Not a very helpful story. Had the reporter explained how the student came to understand what the Quran really says, or even why Ahmed is studying in Bangladesh rather than Pakistan, that might be helpful.
And how and what will Ahmed teach his five students on his return? What has he already learned about what the Quaran really says about those certain issues. Will that understanding be changed by his stay in Bangladesh? Answers would make a much better story, I think.
My backyard.
Mine, too. I coach soccer and baseball to these kids.
My boys attend a Christian school, so they too have their memorizations and reading.
But, I can't help but be troubled...I grew up Christian, being taught to respect others' religions, but somehow feel that respect is the last word these kids may be taught...
Great, another generation of adherents that must be de-programmed or neutralized. How sad.
My little Mo can build a IED in five parsic's
OK, so where the heck is NISKAYUNA? I'm pretty familar with western and CNY and never heard of it.
Need we say more? There is a line (not so fine) between teaching and indoctrination.
Another baby Boomer is bred for destruction.
So did I. And then I learned what Islam really is.
Welcome to FR, btw.
near Albany
I'm sure he will grow up to be a nice young terrorist.
Guess memorizing "Green Eggs and Ham" doesn't compare, huh?
ROTFLMFAO!
Glad you liked it.
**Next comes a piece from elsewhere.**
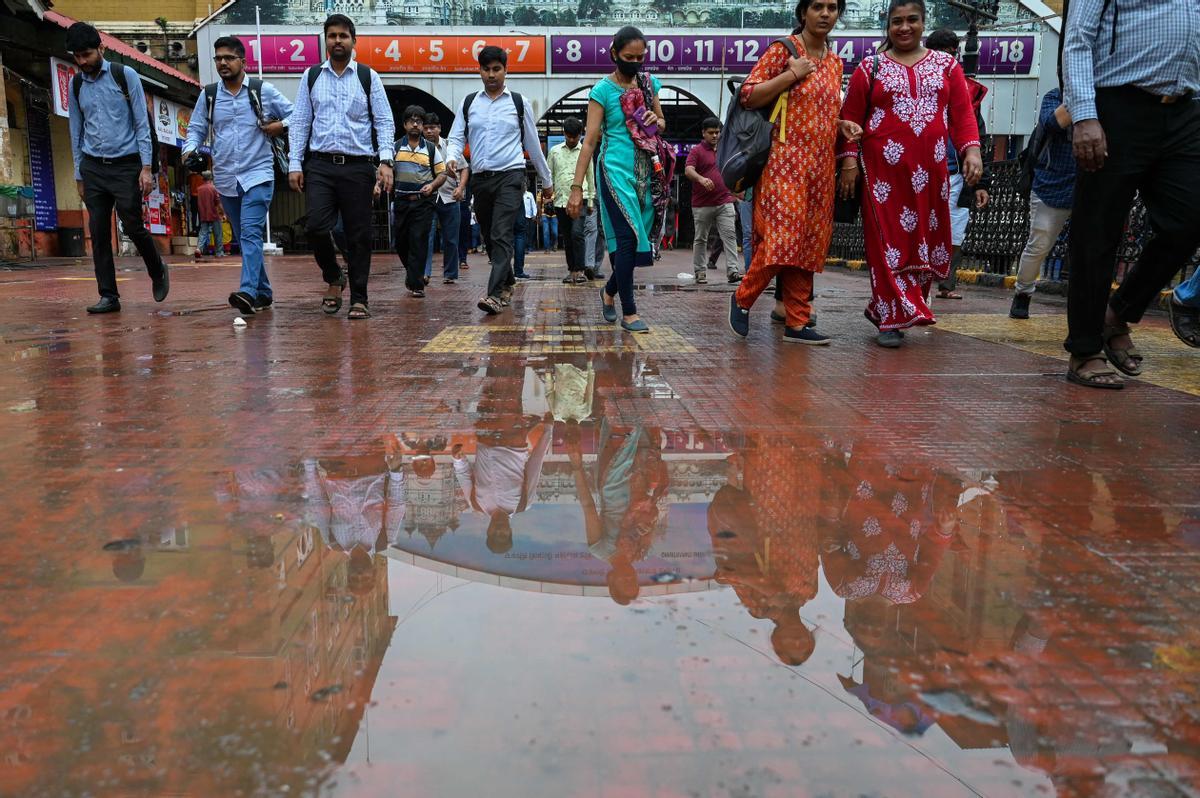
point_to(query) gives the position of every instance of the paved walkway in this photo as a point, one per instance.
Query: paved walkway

So funny, so true...
They are coming to get you and you know it. Sooner or later these little soldiers in training will use what they learn in the koran and pull the trigger on us. Just wait.
"They are coming to get you and you know it. Sooner or later these little soldiers in training will use what they learn in the koran and pull the trigger on us. Just wait."
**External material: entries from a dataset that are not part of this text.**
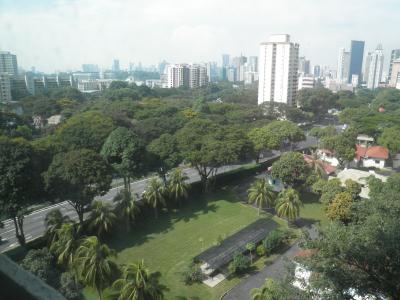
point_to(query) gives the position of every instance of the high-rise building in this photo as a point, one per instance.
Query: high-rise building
(115, 65)
(356, 59)
(343, 66)
(225, 60)
(304, 66)
(183, 75)
(90, 68)
(5, 87)
(278, 67)
(374, 67)
(393, 80)
(8, 63)
(394, 55)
You are getting to the place where the Serbian army and government leaders were in the last decade when Yugoslavia was breaking up into Croatia, Bosnia-Herzigovina, and Serbia/Montenegro, and where they are now in the struggle over the disposition of Kosovo. Having the cultural experience of ancestors who lived for several centuries as "dhimmis" in the Muslim Ottoman empire, they were fully aware of the military obligations Islam imposes on all Muslim males, the Islamic view of infidels as deserving to continue breathing only on the sufferance of Muslims as long as they "stay in their place" and cough up whatever taxes the Muslims decide to levy on them, and thus saw every one of the males, regardless of age, as potential jihadists. Result: the massacre at Srbenica, and other places.
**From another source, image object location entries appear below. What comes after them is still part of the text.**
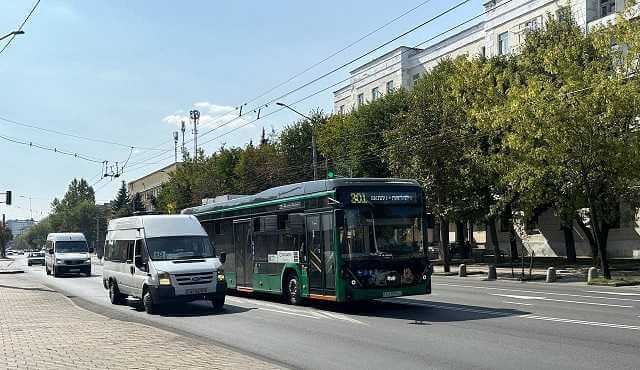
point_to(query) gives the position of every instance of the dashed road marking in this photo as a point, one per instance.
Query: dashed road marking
(542, 292)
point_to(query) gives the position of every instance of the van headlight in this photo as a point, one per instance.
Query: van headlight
(164, 278)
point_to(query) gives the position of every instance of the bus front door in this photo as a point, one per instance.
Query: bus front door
(244, 256)
(320, 254)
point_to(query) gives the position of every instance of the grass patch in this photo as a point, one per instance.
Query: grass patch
(619, 281)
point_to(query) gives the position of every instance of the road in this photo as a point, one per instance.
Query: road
(466, 323)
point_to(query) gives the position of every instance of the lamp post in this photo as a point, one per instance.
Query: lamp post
(313, 139)
(14, 33)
Yep. And it's important to know what God says about Israel and His covenant with the Jewish people giving them the land of Israel because he really, really, really means what He says about the land of Israel belonging to the Jews and then there's that "I will bless them that bless thee and curse them that curse thee" thing thrown in too.
http://www.freerepublic.com/focus/f-news/999894/posts
Check out this post, especially posting #51. The disasters in the Balkans are perhaps a good place to start in thinking through what is likely to happen as the "Battle of Khartoons" progresses through the Muslim world and through our still largely clueless MSM. Think "Balkans, globalized"; not a pretty picture.